Half of shops, restaurants see sales fall more than 50%

  • Lusa
  • 9 November 2020

According to the Association of Retail and Restaurant Brands (AMRR), half of the trade and catering companies in Portugal report sales drops of over 50% since the beginning of the pandemic.

Half of the trade and catering companies in Portugal report sales drops of over 50% since the pandemic began, 72% have gone into debt to cover losses, and 60% are considering a creditor protection plan in 2021, a survey revealed on Monday.

Carried out by the Association of Retail and Restaurant Brands (AMRR) between November 1 and 4 to “assess the sector’s sustainability,” the survey – to which members representing more than 2,300 shops responded – shows that 50% of the companies show sales declines of more than 50% and 95% report declines of more than 25% between March 15 and October 31.

The study also shows that “72% of the companies have had to increase their bank debt in order to face losses and rescue treasury difficulties, and 66% have resorted to own or shareholder funds.

On the other hand, 60% of companies “consider it likely that they will have recourse to a creditor protection plan in 2021.

With regard to the measures advocated to enable enterprises to become viable, 75% of respondents said that the variable rent scheme approved in the Supplementary Budget Law” is essential for their salvation and employment protection”, provided it is implemented from lockdown and extended to 2021.

Regarding the new restrictions decreed under the state of emergency, which begins today, the president of AMRR noted that the government “acknowledges that the measures are very bad for restaurants and commerce, especially in a period close to Christmas, which is the salvation of the year for many”.

“2020 is catastrophic. If measures are not approved to distribute the sacrifice fairly among owners, tenants and the state, tens of thousands of companies will go bankrupt and hundreds of thousands of jobs will be lost,” warned Miguel Pina Martins.

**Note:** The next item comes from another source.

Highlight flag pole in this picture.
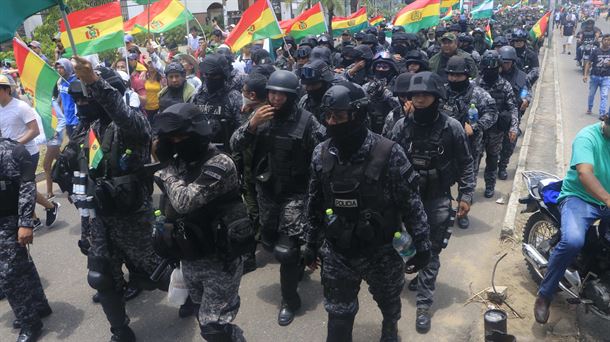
[57,0,89,97]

Stressing that “it is in the hands of the government and parliament to ensure the application of variable rents in 2021 and a reduction in the rents of shopkeepers and street restaurants”, the association leader warns that “only in this way is it possible, as a community and a sector, to overcome this crisis by sharing sacrifices”.

Pina Martins also defended, “as an immediate measure”, a flexibilisation of commercial spaces, pointing out that “the shopkeepers have made huge investments to have safe spaces and do not feel that this effort is being recognised by the government”.

“AMRR calls on policymakers to take the necessary measures so that retail and catering companies can survive this crisis, allowing the protection of the more than 375,000 jobs that the sector generates and the country’s economic recovery,” he said.

The government announced on Sunday morning a curfew between 11 pm and 5 am on weekdays, from Monday to November 23, in the 121 municipalities most affected by the pandemic.

“We have the clear notion that social coexistence has a very important contribution to the spread” of the contagion and that the spread develops in the post-work period, António Costa said at the end of the extraordinary cabinet meeting to implement the measures of the state of emergency that will be in force between Monday, November 9 and the 23rd.